John Fredriksen-controlled SFL Corp has rescinded a container ship charter as evidence mounts that falling freight rates are making life tough for some shipping newcomers.
The shipowner has abruptly ended the charter of the 1,740-teu Green Ace (built 2005) with UK freight forwarder Allseas Shipping Company.
The vessel had been poised in August to start a lucrative two-year charter at rates just a shade shy of $50,000 per day.
But the shipowner emerged this week as having fixed the vessel with another operator, albeit for a shorter and lower paying charter rate.
Aladin Express, a Dubai and Hong Kong-based operator running regional trades, is paying just $23,000 per day to take the vessel for up to 60 days.
Allseas, which operates freight forwarder Allseas Global Logistics and liner agency DKT Allseas, had planned to operate the vessel on its Asia-Europe service.
But the company experienced lower volumes than expected and did not need the same container capacity, according to a source familiar with the deal.
Entering at the peak
Allseas entered the charter market at the height of the container shipping boom in mid-2021.
The Manchester-based logistics firm had planned to operate the Green Ace in its own-brand liner service on the Asia-Europe trade.
The trade from Asia to Europe has suffered in recent weeks from lower volumes and falling freight rates.
Freight rates from Asia to North Europe this week slumped to $7,878 per 40-foot container (feu), around 25% lower than the level held from May to early August.

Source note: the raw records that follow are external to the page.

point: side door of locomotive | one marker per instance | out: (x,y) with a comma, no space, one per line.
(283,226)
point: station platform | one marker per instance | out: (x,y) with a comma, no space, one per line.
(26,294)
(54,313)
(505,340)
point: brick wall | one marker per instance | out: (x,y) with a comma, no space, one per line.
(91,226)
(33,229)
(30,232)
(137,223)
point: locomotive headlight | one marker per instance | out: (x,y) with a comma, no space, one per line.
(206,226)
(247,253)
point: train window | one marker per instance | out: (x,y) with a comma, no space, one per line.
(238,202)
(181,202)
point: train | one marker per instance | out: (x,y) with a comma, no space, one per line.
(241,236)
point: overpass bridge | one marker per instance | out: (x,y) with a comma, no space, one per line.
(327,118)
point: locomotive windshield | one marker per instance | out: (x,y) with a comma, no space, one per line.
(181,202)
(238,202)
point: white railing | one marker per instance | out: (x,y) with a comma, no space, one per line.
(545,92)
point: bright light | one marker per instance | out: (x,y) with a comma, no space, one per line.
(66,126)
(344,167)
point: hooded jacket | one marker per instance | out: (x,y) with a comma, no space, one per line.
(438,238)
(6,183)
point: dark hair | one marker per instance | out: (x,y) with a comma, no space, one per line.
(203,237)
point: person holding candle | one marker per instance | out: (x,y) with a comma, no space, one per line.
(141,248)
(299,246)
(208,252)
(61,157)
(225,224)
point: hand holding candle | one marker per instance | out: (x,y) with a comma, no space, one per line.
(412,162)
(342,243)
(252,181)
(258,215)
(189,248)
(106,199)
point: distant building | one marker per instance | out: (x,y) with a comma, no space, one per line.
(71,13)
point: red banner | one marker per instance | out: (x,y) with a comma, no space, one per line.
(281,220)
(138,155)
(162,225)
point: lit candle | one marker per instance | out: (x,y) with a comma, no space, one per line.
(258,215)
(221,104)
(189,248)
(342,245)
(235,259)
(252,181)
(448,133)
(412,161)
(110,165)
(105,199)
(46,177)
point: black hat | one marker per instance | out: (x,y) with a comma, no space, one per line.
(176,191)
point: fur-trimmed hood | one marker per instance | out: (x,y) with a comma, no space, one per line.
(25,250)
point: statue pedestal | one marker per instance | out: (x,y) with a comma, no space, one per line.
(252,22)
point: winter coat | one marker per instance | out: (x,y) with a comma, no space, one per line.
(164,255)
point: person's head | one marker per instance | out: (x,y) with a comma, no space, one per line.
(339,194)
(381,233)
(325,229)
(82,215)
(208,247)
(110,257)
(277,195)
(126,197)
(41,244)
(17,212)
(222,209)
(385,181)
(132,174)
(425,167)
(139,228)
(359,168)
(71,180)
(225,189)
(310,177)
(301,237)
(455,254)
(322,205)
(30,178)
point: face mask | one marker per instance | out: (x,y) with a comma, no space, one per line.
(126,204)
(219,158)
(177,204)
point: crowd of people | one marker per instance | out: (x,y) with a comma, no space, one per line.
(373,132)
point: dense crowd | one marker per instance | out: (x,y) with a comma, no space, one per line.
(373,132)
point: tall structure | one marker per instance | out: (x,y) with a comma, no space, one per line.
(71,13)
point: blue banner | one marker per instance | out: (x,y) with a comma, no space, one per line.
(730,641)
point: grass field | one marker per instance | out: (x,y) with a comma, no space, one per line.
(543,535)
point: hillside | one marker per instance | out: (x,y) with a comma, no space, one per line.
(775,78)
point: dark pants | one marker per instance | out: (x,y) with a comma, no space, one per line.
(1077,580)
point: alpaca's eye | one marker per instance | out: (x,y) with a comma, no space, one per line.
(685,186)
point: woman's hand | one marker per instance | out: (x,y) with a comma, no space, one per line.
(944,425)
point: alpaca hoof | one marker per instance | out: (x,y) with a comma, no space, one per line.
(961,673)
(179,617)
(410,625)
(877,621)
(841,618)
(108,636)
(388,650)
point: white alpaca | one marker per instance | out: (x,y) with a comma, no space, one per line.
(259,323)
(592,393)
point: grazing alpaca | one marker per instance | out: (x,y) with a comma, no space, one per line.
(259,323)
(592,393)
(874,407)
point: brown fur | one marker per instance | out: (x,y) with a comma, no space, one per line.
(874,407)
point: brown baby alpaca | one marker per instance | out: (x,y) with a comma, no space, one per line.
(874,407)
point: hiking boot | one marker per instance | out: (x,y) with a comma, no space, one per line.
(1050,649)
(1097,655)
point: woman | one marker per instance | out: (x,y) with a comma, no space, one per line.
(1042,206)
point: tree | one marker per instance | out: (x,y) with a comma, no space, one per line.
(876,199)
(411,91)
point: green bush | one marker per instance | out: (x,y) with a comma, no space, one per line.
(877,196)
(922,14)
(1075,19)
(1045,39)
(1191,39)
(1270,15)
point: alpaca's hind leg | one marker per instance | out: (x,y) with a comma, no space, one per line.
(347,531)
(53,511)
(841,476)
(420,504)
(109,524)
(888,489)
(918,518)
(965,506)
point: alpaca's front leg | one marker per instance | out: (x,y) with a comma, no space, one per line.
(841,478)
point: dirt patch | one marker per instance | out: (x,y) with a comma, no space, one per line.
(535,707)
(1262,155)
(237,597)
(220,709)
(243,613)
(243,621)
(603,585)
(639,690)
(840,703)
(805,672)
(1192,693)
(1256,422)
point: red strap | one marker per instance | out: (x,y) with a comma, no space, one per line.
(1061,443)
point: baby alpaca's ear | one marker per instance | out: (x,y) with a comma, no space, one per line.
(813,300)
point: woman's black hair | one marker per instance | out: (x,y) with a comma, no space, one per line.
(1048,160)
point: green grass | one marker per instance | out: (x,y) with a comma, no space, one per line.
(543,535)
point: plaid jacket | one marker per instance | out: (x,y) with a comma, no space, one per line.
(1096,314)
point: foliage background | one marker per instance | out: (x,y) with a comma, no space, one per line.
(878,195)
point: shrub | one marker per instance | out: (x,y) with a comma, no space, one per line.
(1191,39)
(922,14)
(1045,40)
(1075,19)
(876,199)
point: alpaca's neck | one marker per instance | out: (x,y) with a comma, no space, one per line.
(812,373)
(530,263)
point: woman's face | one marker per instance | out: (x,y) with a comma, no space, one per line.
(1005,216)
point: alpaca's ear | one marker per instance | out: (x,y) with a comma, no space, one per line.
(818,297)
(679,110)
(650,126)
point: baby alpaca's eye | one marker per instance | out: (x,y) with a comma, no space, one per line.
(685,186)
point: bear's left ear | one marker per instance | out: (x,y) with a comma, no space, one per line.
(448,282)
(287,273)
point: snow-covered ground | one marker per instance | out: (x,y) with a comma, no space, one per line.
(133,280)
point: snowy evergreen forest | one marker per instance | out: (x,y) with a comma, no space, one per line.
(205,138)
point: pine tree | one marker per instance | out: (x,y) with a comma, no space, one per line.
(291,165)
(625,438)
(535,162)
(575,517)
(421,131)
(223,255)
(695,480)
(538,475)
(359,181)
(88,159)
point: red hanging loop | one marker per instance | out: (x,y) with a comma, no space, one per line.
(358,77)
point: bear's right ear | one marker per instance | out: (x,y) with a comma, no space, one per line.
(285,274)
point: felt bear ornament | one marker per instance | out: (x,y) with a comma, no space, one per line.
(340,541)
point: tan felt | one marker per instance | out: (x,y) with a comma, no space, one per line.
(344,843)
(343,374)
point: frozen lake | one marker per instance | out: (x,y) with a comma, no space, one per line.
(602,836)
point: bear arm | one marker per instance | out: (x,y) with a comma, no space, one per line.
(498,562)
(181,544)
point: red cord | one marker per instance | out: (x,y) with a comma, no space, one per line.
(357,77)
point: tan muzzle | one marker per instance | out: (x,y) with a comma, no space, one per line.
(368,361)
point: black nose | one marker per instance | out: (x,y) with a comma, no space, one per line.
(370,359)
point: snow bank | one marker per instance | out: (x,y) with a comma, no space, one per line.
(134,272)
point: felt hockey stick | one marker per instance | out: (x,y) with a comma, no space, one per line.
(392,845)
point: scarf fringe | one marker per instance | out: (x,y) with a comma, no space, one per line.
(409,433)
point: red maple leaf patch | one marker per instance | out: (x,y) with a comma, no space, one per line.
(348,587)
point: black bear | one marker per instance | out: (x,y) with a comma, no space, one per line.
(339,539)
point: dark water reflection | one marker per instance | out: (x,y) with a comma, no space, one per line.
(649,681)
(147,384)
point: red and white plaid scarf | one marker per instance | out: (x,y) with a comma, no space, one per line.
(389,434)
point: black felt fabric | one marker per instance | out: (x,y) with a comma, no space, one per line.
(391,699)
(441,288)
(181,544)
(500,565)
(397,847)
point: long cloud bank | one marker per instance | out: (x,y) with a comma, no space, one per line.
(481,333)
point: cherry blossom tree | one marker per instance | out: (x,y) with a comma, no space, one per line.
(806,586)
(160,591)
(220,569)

Ocean carriers are cancelling sailings in an attempt to keep ships full, said analysts.
SFL chief executive Ole Hjertaker was unable to comment on the short-term charter decision.
Allseas, which was contacted, is listed with seven remaining vessels on short or medium charters, most of which are multipurpose vessels.
They include the 1,878-teu conbulker Allseas Pioneer (built 2003), which operates on its 30-day China Xpress service from China to the UK.
The company also operates from Bangladesh on its Asia Xpress service offering direct routes to reduce transit times.
Catching a falling knife
Transpacific ocean rates have fallen even further than those from Asia to Europe.
Freight rates from Asia to the US West Coast slid to $3,973 per feu this week, compared with $20,586 per feu a year ago.
That has raised fears for the health of other shipping newcomers on the trade between Asia and North America.
Despite these decreases in freight rates, ocean prices are still well above the norm.
Transpacific rates are about triple their level in September 2019 and Asia to North Europe prices are five times as high, according to Freightos estimates.